A: Well one of them is already being developed and that is liquid biopsy. Being able to detect cancer early will be a benefit to everyone. If I had to pick a second one it would be a wearable or app that could look at multiple biomarkers simultaneously to be an enhanced dashboard for optimizing health/wellness.
Q: Do we need to be thinking of the educational curriculum and developing a new breed of data doctors to support this new world of AI?
A: Absolutely. But I would give you the same answer for genomics.
I believe the medical schools need to implement some dramatic changes in the curriculum to keep up with the pace of change taking place. The current system is not fair to doctors in how it prepares them for what is here now and what is coming in the next 3-5 years.
Q: We’re all trying to simplify our lives and AI is certainly a tool that can save the precious commodity of time. Conversely a lot of these apps can feel onerous and overwhelming. How do you strike the balance?
A: My hope is that the companies developing these products devise better ways to communicate the data to the user making it easier to understand and therefore decreasing the burden on the individual.

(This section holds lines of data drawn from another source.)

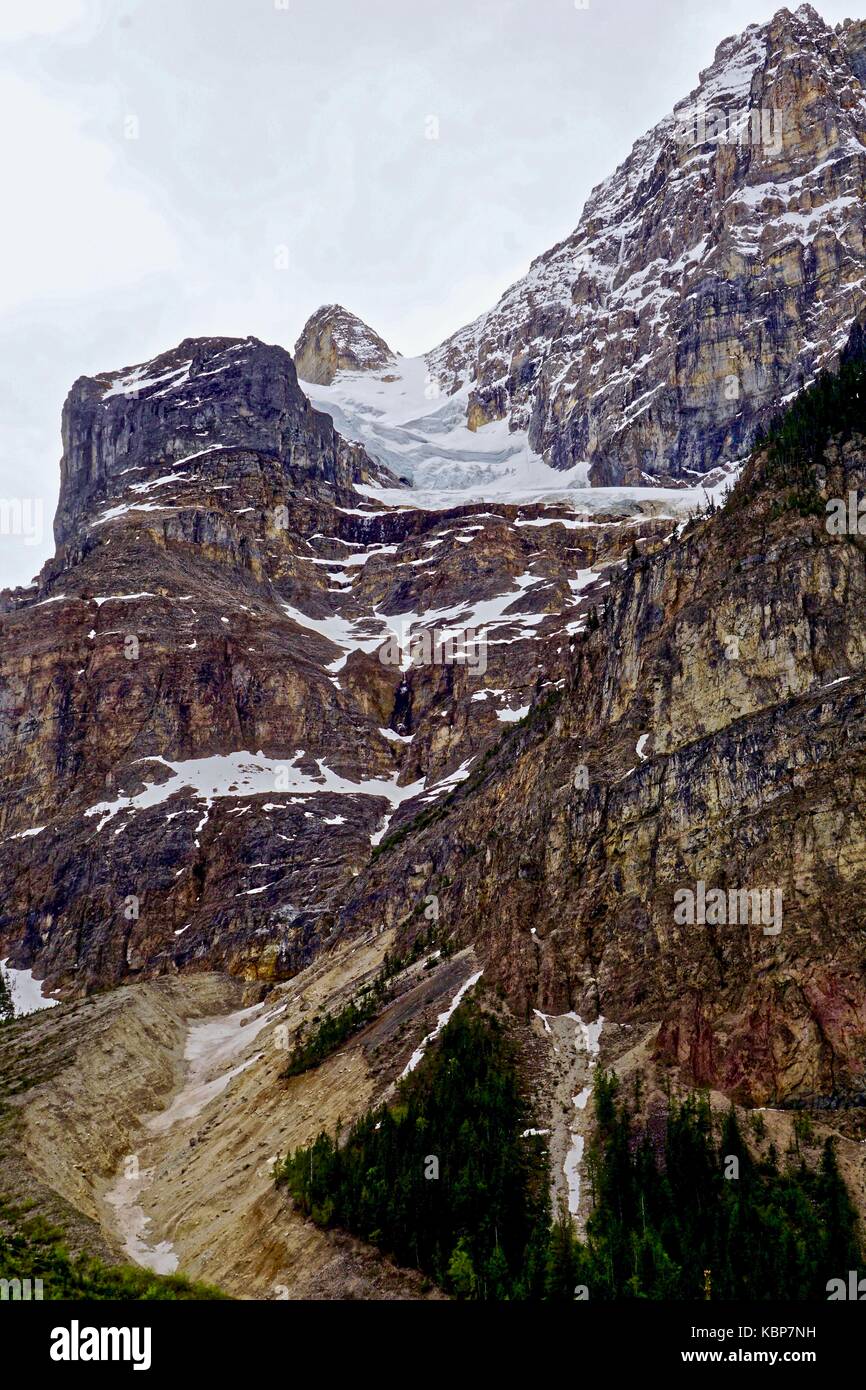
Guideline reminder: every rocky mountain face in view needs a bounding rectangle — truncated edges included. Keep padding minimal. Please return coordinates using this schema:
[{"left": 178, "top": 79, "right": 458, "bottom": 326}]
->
[
  {"left": 339, "top": 321, "right": 866, "bottom": 1105},
  {"left": 0, "top": 330, "right": 671, "bottom": 994},
  {"left": 0, "top": 7, "right": 866, "bottom": 1099},
  {"left": 295, "top": 304, "right": 396, "bottom": 386},
  {"left": 427, "top": 6, "right": 866, "bottom": 484}
]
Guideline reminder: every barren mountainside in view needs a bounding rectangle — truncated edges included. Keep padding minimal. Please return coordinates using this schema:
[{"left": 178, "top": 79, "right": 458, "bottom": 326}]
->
[{"left": 0, "top": 6, "right": 866, "bottom": 1300}]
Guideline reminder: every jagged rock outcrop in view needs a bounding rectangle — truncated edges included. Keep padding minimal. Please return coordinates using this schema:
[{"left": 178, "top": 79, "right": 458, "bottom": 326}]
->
[
  {"left": 0, "top": 339, "right": 671, "bottom": 994},
  {"left": 427, "top": 4, "right": 866, "bottom": 484},
  {"left": 295, "top": 304, "right": 396, "bottom": 386},
  {"left": 330, "top": 322, "right": 866, "bottom": 1104},
  {"left": 54, "top": 338, "right": 388, "bottom": 545}
]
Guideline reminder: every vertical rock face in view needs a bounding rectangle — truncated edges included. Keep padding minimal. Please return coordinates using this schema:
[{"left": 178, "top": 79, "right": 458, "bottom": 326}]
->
[
  {"left": 333, "top": 318, "right": 866, "bottom": 1105},
  {"left": 54, "top": 338, "right": 381, "bottom": 545},
  {"left": 295, "top": 304, "right": 396, "bottom": 386},
  {"left": 428, "top": 6, "right": 866, "bottom": 484}
]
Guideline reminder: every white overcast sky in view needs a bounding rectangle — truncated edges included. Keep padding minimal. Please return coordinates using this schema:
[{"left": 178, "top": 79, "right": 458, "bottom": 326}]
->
[{"left": 0, "top": 0, "right": 866, "bottom": 584}]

But I always tell people who are trying to incorporate something new into their lives to choose one thing and make the most out of it before introducing a new device and/or app.
Q: We’re living in turbulent times and despite being more connected in many ways through tech we’re seemingly very disconnected and divided as a society. Do you think AI has the power to transform humanity for the good?

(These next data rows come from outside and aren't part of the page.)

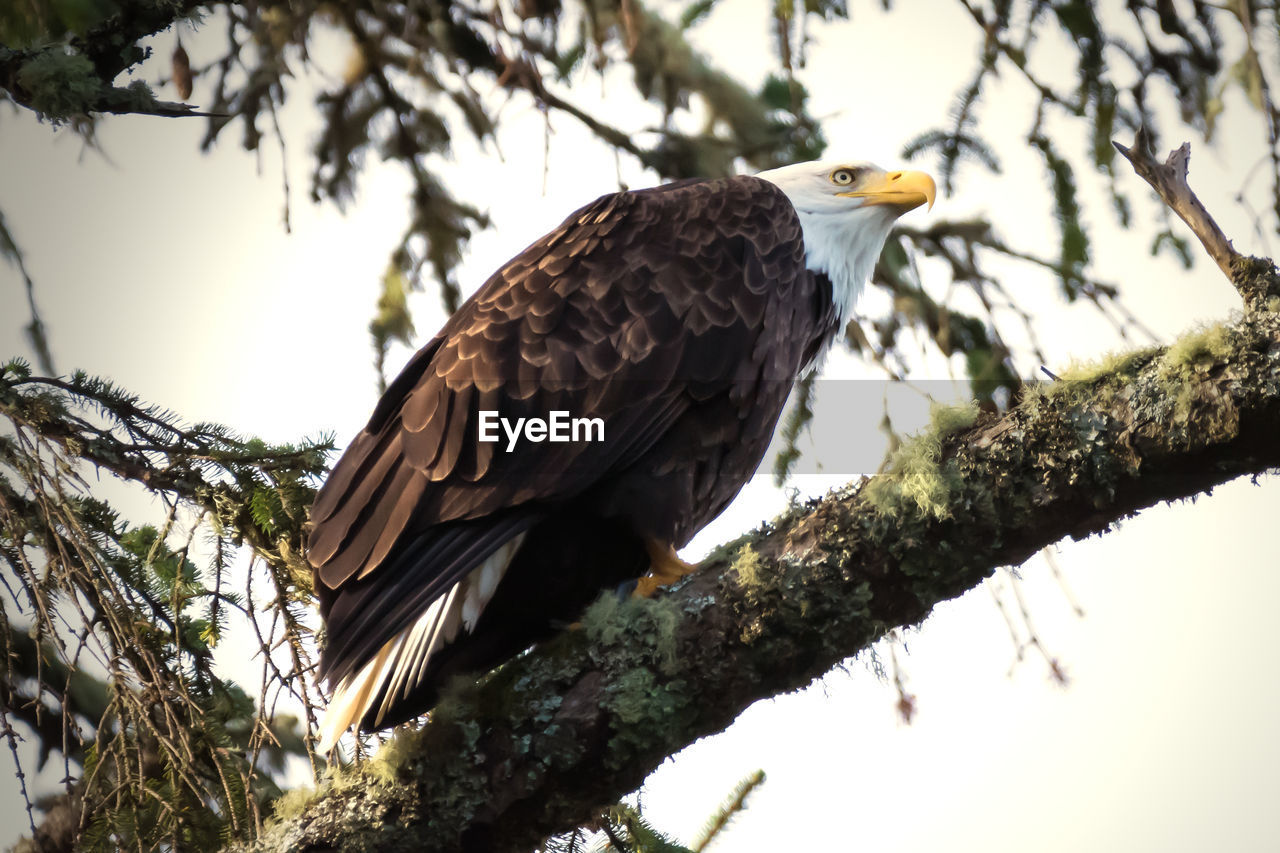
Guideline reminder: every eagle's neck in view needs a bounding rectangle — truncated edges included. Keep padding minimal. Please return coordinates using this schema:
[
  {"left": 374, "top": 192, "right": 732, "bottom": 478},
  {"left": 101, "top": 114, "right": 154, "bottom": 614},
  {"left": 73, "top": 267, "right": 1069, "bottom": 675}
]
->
[{"left": 796, "top": 205, "right": 896, "bottom": 329}]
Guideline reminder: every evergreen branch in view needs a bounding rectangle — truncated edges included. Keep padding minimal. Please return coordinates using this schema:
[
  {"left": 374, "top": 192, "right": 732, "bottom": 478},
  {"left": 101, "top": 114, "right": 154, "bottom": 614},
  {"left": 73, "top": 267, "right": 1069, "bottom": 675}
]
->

A: This is a concern of mine and a question that requires time to answer. That said – Technology is moving faster than humans can adapt and the creators of this technology cannot fully appreciate what the implications of it are. Therefore, I always encourage policy makers to do their best to stay ahead of the curve rather than behind it.
Q: You talk about the advancements of genome sequencing and indeed pandemic preparedness in the book. Global genomic surveillance has played a significant part in monitoring the evolution of the virus and it will be critical to how we deal with the next outbreak. Would you agree that multiple countries will need to invest heavily to build the infrastructure rapidly – otherwise we’re going to be left facing many of the same challenges again?
A: Yes absolutely. Pandemics need global surveillance. We need sequencing on a global basis with the ability to exchange/centralize the data. We need the systems to be as fast as possible from sample to answer and we need advanced predictive analytics to help decipher and present results.
Q: Imagine a hero of yours, past or present, has emailed you and said – ‘Hey Harry, let’s do lunch. I just read your book and I loved it but I have some questions for you!’ Who would you like that to be?
A: Interesting question – there are so many great people. If from the past I would like to sit with Benjamin Franklin. If from the present I think that would be Elon Musk.